広報よもやま話vol.4
シキノハナ主宰の木村理沙です。
普段、フリーランスの編集者・ライターのほかに、企業のPRのお仕事もしています。
スタートアップや起業する方が増えて、PRに力を入れたいと考えている人も多いのではないでしょうか。広報って、他社がどのようなことをやっているのか、意外と分からないものです。そこで、私が持っている広報に関するノウハウや知識をここではお伝えしたいと思います。普段の業務で、お役に立てることがあったら嬉しいです。
◆広報部と事業部の足並みがそろわない時
立ち上がったばかりのスタートアップ企業や、これまで受託事業・BtoB事業を中心に提供してきた企業の中には、きっと、初めてPR活動を行う広報担当の方もいるかと思います。
各商品・サービスを担当する事業部と、プレスリリースの発信やメディアの窓口となる広報部の連携が必要なのは言うまでもありませんが、スムーズにいくことばかりではありません。

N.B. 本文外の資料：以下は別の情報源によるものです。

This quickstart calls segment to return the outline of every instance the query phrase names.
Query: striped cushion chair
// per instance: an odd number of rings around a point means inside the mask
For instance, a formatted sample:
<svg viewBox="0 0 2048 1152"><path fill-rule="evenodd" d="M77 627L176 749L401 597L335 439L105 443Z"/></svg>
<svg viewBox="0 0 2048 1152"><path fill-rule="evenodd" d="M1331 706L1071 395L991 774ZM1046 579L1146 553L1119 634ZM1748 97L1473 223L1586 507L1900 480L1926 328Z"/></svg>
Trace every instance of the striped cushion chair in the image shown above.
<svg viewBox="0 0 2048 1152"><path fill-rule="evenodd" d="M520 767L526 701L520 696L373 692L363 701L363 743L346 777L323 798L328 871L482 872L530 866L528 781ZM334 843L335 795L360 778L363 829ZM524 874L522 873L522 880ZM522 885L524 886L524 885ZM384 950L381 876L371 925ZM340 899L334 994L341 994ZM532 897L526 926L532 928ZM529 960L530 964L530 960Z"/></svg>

例えば、広報部は社長など経営陣の指示に基づき活動します。一方で事業部は、多くの場合が事業部長の指示に基づき活動することになります。両者が同一人物でもない限り、考え方に少なからず違いが出てしまうのです。
例えば多くの場合、それぞれの言い分はこうです。
社長「とにかく会社をアピールしろ。商材は、その時チャンスがあるものなら何でもいい」
事業部長「うちにはうちの計画がある。勝手に動くな。どのメディアにどのように掲載するかは、こちらで判断する」
もちろん、社長直下の広報部は、事業部長のいうことを聞く必要はありません。
・・・と、強くいられればよいのですが、実際は事業部の協力なしに進めることは不安です。メディアの約束をとりつけてから協力を拒まれ「すみません。撮影協力の許可が出なくてNGになりました」なんて言えません。ましてやそれが、人気商材の事業部ならば、なおさらなんとかしたいですよね。
◆広報は会社のスポークスマンである
いうまでもなく、会社の意見や情報を発信するのが、広報の仕事です。
ひとりの人間としてイメージしてもらえれば、分かりやすいでしょうか。
仮に、発言や態度が二転三転したり、嘘とまでは言えなくても誤った情報を教えられたりしたら、あなたはその人を信用できなくなるでしょう。
メディアの人は、広報担当の意見は、会社を代表した意見だと受け止めます。
だから広報は、会社全体をみて、会社全体にとって最も良い判断を行う必要があるのです。
一方、事業部長はどうでしょうか。もちろん経営幹部となり、会社全体のことを考えてくれる人も中にはいるでしょう。しかし、多くの事業部長に課された責任は、事業部の業務の範疇です。
つまり、事業部という個別業務にとって、最も良い判断を行えばよいのです。
個別最適を優先すると、会社として本来は発信すべき広報の発言が、ちぐはぐになる可能性があります。それは、広報の情報発信としては欠陥になりえるのだと覚えておく必要があるでしょう。
個別最適を、全体最適よりも優先してはいけません。特に広報では。
そんな事業部長は、経営を担う資質に欠けています。速やかに社長に相談してください。